Intervenant lors du troisième atelier national consacré à cette initiative, placé sous le thème de la recherche scientifique au service de l’égalité administrative, Hassan Tariq a souligné que ce programme ambitionne de dévoiler les zones d’inégalité encore présentes dans les référentiels juridiques et les pratiques des administrations. Il ne s’agit pas uniquement de corriger des textes, mais aussi de repenser les représentations culturelles qui freinent l’effectivité des droits. Pour lui, l’égalité ne peut s’imposer que si elle est portée et comprise par la société, d’où la nécessité d’un effort pédagogique constant.
Cette rencontre s’inscrit dans une année symbolique pour l’Institution du Médiateur, marquée par le 25e anniversaire de la création de Diwan Al Madhalim, première structure marocaine de médiation administrative. Cet anniversaire, déclaré « Année de la médiation administrative 2026 », est l’occasion, selon M. Tariq, de revenir sur les évolutions réglementaires et institutionnelles qui ont façonné cette mission de justice et d’équité au sein de l’administration.

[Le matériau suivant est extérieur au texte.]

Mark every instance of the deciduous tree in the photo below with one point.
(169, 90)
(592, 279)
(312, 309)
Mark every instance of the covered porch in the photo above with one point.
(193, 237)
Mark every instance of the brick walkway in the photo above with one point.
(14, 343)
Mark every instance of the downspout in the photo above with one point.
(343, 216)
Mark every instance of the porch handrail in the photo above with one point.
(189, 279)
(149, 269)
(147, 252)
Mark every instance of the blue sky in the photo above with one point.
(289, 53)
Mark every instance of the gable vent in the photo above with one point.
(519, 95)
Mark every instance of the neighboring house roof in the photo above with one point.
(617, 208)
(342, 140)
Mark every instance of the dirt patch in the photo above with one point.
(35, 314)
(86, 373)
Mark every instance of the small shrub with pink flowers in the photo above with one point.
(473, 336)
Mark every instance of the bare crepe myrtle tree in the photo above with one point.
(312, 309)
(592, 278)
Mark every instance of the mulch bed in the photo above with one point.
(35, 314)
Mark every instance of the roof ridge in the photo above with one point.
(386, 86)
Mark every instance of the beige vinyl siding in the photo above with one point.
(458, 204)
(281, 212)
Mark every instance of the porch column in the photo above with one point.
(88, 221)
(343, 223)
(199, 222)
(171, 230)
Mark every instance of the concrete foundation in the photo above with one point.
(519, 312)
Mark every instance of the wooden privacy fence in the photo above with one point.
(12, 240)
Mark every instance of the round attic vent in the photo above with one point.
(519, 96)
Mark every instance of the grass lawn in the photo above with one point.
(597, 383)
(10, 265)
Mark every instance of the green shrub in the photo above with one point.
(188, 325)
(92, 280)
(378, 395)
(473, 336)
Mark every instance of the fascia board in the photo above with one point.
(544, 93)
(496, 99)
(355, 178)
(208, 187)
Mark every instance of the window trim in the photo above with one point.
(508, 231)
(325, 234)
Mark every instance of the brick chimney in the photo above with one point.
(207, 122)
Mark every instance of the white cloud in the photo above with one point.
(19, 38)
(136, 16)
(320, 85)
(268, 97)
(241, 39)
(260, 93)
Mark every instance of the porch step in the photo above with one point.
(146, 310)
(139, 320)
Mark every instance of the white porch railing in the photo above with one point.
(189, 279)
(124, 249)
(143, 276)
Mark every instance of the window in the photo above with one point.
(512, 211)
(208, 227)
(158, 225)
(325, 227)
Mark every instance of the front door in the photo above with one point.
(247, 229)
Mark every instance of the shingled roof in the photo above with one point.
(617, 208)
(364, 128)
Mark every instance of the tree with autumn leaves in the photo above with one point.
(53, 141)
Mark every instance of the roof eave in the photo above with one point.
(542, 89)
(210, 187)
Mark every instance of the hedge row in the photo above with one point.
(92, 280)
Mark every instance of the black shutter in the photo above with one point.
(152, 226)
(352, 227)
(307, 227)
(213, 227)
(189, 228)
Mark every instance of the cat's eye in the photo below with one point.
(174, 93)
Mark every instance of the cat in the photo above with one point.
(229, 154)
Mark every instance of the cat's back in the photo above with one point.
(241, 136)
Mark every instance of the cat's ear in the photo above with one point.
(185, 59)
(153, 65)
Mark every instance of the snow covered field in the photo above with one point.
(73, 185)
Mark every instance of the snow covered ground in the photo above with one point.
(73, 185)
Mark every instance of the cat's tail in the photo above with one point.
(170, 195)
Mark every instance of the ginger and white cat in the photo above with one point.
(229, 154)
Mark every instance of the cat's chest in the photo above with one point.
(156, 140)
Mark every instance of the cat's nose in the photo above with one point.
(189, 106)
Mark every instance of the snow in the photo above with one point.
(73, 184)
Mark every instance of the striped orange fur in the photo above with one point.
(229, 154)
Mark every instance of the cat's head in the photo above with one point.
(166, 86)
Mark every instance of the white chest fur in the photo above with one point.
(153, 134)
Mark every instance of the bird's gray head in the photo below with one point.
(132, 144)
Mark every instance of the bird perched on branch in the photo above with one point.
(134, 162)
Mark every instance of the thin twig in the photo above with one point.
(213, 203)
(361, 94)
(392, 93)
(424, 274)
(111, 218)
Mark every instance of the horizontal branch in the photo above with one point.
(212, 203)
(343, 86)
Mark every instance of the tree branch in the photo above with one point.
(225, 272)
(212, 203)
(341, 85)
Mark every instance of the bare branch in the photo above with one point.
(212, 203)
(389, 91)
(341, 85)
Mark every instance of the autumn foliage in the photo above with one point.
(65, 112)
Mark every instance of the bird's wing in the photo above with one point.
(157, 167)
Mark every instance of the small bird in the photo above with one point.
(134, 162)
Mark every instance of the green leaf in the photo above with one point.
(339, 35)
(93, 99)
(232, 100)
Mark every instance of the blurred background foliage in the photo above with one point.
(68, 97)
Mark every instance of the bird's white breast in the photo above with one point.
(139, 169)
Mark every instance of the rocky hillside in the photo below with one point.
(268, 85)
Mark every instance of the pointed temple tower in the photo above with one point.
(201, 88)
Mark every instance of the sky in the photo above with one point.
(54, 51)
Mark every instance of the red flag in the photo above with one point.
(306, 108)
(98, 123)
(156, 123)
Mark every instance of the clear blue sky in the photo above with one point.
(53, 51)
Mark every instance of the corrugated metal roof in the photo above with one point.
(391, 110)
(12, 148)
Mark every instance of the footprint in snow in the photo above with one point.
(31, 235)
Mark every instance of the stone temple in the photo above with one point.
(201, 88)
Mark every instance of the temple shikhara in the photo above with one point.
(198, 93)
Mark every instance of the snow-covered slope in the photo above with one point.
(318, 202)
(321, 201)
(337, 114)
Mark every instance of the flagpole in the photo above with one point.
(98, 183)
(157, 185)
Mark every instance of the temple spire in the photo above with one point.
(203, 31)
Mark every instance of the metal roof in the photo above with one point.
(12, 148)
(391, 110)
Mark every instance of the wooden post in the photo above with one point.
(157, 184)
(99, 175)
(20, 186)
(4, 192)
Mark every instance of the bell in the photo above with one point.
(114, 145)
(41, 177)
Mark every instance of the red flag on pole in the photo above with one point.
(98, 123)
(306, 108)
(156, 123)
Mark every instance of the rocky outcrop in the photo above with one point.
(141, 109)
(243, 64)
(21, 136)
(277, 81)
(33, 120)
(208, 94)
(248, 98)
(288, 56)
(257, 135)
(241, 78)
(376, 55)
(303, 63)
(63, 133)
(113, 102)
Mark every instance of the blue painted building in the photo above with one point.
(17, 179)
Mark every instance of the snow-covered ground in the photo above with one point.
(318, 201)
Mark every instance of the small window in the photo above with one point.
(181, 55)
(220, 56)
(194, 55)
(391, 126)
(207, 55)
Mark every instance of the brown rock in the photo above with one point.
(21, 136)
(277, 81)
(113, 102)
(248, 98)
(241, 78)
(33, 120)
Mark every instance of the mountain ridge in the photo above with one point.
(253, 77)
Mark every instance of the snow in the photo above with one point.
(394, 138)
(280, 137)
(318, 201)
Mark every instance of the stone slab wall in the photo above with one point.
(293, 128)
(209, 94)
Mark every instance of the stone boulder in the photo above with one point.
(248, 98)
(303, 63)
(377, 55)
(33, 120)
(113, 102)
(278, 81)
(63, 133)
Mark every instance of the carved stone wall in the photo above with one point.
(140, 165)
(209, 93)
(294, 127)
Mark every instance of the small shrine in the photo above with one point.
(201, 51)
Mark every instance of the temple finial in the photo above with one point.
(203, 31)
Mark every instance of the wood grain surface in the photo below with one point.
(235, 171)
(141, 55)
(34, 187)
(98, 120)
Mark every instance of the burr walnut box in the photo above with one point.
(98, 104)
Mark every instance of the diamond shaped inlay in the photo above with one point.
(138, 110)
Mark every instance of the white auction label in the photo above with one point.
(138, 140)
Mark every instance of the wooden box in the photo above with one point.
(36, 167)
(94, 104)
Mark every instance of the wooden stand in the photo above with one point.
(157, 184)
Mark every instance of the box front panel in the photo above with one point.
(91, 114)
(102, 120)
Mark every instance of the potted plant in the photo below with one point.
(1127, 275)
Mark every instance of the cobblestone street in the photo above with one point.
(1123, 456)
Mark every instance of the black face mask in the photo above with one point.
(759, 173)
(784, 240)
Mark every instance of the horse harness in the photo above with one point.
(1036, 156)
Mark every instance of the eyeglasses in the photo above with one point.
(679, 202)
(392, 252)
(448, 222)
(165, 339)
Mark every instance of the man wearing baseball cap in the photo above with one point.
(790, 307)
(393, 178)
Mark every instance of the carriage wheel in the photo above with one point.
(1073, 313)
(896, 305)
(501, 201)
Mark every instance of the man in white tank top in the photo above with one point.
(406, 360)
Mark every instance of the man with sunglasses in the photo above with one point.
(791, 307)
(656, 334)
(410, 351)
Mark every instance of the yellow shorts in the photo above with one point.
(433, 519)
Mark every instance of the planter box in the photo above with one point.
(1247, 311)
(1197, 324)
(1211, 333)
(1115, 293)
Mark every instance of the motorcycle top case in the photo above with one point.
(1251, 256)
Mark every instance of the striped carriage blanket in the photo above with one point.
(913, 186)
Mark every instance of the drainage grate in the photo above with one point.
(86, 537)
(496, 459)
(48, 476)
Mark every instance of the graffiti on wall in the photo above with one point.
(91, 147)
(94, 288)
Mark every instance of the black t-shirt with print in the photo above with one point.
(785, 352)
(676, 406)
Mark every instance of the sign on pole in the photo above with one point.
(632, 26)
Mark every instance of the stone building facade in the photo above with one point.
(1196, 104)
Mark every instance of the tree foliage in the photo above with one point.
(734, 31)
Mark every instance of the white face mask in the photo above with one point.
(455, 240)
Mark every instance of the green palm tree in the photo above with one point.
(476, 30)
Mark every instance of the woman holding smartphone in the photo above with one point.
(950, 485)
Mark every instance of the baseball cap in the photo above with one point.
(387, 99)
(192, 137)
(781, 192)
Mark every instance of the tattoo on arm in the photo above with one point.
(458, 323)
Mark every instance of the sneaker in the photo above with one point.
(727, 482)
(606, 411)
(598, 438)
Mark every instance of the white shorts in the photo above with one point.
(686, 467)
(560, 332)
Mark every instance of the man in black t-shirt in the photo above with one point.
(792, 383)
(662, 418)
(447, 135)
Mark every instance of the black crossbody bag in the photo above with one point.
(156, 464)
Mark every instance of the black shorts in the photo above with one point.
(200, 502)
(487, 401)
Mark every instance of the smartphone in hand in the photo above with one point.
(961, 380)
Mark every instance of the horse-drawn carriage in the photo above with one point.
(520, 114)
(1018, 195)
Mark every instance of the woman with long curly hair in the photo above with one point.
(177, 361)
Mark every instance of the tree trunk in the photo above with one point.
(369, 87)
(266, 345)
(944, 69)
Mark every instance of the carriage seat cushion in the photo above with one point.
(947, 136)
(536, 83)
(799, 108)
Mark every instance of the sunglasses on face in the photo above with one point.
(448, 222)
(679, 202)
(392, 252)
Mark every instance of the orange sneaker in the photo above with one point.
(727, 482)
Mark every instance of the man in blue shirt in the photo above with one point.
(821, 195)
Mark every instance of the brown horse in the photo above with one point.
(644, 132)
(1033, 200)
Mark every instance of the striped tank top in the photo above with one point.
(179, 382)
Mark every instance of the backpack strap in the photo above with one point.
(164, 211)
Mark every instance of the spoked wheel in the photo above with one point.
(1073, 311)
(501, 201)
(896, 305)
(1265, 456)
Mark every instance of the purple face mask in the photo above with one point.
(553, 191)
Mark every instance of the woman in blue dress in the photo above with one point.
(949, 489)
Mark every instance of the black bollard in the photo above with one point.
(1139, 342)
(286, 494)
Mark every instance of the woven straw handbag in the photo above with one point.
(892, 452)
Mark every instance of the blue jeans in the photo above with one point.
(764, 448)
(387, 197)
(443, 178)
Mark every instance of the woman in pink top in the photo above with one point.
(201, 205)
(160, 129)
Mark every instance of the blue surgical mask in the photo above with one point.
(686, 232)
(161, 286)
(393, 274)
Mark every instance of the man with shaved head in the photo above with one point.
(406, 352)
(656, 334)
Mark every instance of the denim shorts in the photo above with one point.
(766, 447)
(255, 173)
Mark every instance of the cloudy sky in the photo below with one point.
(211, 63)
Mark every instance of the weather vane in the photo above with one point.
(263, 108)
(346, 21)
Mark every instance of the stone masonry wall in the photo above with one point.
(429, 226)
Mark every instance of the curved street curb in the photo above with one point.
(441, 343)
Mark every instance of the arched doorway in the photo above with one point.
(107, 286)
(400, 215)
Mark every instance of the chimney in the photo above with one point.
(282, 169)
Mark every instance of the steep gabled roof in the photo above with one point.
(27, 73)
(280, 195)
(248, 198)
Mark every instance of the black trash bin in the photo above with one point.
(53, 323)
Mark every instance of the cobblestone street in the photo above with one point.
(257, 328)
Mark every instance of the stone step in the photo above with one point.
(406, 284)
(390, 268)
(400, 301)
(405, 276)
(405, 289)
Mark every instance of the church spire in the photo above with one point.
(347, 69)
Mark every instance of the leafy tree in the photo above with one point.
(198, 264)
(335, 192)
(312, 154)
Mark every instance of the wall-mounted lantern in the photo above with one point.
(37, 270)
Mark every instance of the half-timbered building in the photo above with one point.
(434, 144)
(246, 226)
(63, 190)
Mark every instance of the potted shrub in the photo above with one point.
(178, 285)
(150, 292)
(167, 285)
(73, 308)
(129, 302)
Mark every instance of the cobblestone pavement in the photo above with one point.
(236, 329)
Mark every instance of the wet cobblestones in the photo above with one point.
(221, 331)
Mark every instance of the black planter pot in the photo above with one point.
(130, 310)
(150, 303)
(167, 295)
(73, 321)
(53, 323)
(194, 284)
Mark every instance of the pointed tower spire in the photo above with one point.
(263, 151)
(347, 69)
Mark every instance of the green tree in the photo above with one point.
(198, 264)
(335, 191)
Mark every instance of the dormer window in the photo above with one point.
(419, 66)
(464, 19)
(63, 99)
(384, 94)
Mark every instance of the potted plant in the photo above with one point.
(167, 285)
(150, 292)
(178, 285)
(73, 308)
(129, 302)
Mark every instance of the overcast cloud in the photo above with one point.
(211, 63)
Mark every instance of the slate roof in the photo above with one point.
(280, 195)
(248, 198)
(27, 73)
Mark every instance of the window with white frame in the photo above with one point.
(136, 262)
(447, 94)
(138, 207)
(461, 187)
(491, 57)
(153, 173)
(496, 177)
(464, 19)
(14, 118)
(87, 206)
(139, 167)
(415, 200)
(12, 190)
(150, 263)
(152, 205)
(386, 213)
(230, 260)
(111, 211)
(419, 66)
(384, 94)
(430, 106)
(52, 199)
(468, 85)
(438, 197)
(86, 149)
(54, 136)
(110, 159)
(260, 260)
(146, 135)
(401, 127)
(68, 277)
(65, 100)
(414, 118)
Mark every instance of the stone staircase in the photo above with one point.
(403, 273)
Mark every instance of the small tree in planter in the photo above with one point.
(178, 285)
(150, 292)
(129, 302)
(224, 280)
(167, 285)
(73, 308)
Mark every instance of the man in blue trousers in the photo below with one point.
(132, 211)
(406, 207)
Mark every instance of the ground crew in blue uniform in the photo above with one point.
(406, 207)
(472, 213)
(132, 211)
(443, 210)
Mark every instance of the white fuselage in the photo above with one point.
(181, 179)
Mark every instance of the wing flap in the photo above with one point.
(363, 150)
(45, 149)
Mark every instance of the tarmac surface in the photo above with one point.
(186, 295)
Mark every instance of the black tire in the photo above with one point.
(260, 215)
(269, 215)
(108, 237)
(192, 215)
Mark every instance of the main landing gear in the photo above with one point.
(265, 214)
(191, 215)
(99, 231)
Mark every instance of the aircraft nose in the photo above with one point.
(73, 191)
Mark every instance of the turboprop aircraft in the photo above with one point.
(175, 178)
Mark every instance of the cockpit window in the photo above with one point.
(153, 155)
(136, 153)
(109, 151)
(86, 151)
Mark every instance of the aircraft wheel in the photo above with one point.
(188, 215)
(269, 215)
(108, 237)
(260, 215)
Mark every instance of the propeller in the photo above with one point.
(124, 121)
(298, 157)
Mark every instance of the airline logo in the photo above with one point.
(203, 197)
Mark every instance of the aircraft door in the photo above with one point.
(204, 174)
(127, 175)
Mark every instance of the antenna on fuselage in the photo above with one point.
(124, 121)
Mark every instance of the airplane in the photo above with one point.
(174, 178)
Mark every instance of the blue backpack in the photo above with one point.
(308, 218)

À travers ce programme, l’Institution entend également proposer des amendements concrets aux dispositions juridiques identifiées comme discriminatoires, et soutenir l’élaboration d’une vision institutionnelle cohérente en matière d’égalité des genres. Le dispositif prévoit la rédaction d’un rapport analytique de référence, qui recensera les conclusions des travaux menés et alimentera le rapport annuel du Médiateur.
Un autre volet du programme porte sur la création d’une feuille de route législative pour passer en revue les lois concernées, avec en ligne de mire la mise en place d’un mécanisme de veille chargé d’évaluer, sur la durée, la conformité des textes à l’exigence d’égalité.
L’atelier tenu à Rabat a réuni plusieurs chercheurs et universitaires, appelés à réfléchir au rôle de la recherche scientifique dans l’élaboration des politiques publiques liées à l’égalité. Les échanges ont porté sur les moyens d’articuler pensée académique, projet institutionnel et réformes juridiques, pour faire émerger une administration plus inclusive et conforme aux principes de bonne gouvernance.